Era un entorno cibernético: un laboratorio de pruebas biológicas donde siete seres humanoides trabajaban sin descanso. Día y noche manipulaban vacunas, anticuerpos, cultivos, reactivos y residuos bacteriológicos. Operaban con precisión instrumental tubos de ensayo, pipetas, placas Petri, incubadoras, mezcladoras, centrífugas y desionizadores.
La temperatura en el laboratorio se mantiene constante a 35 grados bajo cero, condición necesaria para preservar las muestras biológicas y garantizar una esterilización total. Sin embargo, los humanoides no resienten el frío: sus cuerpos, compuestos por aleaciones altamente resistentes, fueron diseñados para operar en condiciones extremas. No hablan. Se comunican mediante el intercambio de pulsos lógicos, de CPU craneal a CPU craneal. Solo se escucha un tenue “beep-beep-beep” cuando transfieren resultados y los almacenan en sus bancos de memoria.
El laboratorio está iluminado por una luz blanca y cegadora, emitida por potentes diodos incrustados en paredes y techos. Todo el complejo funciona gracias a una pequeña central nuclear anexa, que ha suministrado energía de forma ininterrumpida durante los últimos seiscientos años. Los siete androides solo conocen el trabajo. Cada 27 días, sus baterías internas se agotan, tras lo cual se acoplan al módulo de recarga durante 63 minutos y están listos para reanudar sus labores.

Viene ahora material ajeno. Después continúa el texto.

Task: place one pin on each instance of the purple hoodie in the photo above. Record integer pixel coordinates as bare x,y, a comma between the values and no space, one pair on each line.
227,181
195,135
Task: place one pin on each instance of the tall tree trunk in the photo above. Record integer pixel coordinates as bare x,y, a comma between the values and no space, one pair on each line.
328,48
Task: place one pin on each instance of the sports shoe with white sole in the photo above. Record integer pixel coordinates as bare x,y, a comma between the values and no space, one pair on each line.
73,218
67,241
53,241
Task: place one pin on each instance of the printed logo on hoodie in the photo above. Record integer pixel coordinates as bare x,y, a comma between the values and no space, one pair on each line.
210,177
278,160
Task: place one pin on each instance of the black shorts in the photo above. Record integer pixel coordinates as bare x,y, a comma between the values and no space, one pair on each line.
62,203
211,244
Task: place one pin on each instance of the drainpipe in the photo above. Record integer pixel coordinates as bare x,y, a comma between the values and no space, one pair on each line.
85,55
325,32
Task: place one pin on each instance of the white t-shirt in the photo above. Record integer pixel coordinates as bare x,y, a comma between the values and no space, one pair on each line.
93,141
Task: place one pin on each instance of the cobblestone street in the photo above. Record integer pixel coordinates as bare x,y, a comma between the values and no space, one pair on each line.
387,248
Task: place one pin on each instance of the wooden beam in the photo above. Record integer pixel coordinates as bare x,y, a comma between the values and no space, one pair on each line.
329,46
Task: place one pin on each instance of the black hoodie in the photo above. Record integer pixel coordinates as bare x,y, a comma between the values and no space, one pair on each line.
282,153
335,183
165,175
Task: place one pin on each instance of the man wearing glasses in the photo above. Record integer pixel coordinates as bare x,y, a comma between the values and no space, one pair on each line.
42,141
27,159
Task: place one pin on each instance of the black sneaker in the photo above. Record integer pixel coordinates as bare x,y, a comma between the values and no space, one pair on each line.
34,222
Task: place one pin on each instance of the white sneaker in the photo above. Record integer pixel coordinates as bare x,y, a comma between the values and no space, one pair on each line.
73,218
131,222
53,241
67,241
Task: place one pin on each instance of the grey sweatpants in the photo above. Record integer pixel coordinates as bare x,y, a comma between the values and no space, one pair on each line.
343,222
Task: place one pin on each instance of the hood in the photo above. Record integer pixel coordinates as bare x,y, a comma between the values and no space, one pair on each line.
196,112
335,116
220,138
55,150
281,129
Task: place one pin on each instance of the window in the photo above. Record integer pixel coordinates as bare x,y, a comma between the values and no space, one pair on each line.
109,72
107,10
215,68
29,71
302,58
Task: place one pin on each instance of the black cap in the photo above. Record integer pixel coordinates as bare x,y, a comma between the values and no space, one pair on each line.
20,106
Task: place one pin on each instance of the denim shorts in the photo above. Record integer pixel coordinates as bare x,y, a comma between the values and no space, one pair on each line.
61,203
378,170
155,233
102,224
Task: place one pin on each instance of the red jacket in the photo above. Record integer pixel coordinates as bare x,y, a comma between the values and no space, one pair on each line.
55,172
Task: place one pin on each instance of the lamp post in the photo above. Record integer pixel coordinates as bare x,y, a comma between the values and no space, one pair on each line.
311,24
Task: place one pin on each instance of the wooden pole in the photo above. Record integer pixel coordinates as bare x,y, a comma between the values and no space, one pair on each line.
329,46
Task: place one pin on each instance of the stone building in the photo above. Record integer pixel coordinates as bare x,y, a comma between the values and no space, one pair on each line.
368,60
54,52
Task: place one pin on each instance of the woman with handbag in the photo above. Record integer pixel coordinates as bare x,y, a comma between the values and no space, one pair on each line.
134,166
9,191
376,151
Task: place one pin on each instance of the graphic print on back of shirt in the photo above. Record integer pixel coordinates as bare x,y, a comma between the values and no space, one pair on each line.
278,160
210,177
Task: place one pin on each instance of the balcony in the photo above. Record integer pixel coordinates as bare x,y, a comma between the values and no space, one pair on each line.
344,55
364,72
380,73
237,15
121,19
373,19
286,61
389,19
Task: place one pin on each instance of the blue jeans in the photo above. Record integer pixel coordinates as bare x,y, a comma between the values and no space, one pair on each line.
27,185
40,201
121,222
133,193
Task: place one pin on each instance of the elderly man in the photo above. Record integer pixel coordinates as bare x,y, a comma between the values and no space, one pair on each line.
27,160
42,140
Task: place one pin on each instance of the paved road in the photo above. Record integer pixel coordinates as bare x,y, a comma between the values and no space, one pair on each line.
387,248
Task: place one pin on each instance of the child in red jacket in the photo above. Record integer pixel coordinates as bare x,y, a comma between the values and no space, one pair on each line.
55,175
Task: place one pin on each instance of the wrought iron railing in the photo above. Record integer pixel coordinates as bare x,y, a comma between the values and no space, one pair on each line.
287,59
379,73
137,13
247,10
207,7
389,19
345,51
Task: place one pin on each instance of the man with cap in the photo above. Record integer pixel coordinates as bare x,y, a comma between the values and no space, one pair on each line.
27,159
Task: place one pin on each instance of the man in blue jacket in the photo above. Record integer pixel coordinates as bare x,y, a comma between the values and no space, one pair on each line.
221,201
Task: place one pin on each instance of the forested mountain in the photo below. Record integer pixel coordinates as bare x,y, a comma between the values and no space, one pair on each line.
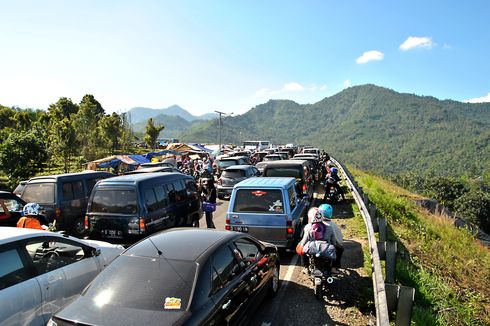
139,114
373,128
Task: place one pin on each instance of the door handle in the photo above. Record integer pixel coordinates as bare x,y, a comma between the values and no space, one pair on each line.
226,305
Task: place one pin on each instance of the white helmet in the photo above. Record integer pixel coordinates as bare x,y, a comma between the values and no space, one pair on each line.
31,209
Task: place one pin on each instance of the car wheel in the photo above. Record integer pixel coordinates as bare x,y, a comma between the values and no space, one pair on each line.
79,227
275,281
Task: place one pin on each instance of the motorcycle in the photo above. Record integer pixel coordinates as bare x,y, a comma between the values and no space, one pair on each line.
320,271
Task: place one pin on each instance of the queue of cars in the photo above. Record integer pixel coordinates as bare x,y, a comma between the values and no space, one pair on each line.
220,277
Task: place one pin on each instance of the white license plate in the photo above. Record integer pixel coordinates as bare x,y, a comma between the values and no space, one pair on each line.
239,228
112,233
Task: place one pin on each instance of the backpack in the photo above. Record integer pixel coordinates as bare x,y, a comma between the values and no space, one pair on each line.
318,230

Estas siete máquinas fueron la última esperanza de la humanidad para encontrar la cura de un virus letal. Una vez que invadía el organismo, actuaba como una píldora de cianuro: mataba al huésped en cuestión de segundos. Luego, de inmediato, alteraba por completo su estructura genética, haciendo imposible la elaboración de una vacuna mediante métodos tradicionales.
El último descubrimiento de la ciencia humana fue inquietantemente simple: el virus dejaba de mutar cuando su temperatura descendía a 30 grados bajo cero. Pero para entonces, ya era tarde. La infección se propagó sin control y, en cuestión de semanas, ya no quedaba un solo ser humano sobre la Tierra.
En pocas décadas, animales y plantas reclamaron pueblos y ciudades, inmunes, irónicamente, a los microorganismos que extinguieron a la humanidad. Hoy, todo lo que queda de lo que fuimos es un laboratorio sepultado por la jungla, donde siete humanoides siguen trabajando sin cesar, buscando una cura que ya no hace falta.
Exactamente tras dos siglos y cincuenta y nueve años de trabajo ininterrumpido, los siete seres mecánicos lograron sintetizar una cura. No hubo saltos de alegría ni celebración alguna. Solo se activaron, en silencio, los protocolos de transmisión de datos al exterior, y se preparó un contenedor sellado, enfriado con nitrógeno líquido, para el transporte de las vacunas fuera del laboratorio.
Las compuertas blindadas, impulsadas por un poderoso mecanismo hidráulico, comenzaron a deslizarse hacia arriba y a los lados, desgarrando ruidosamente la maraña de maleza y raíces que se había acumulado durante siglos. Una vez despejado el acceso, se activó una nueva directiva: iniciar la búsqueda del ser humano más cercano.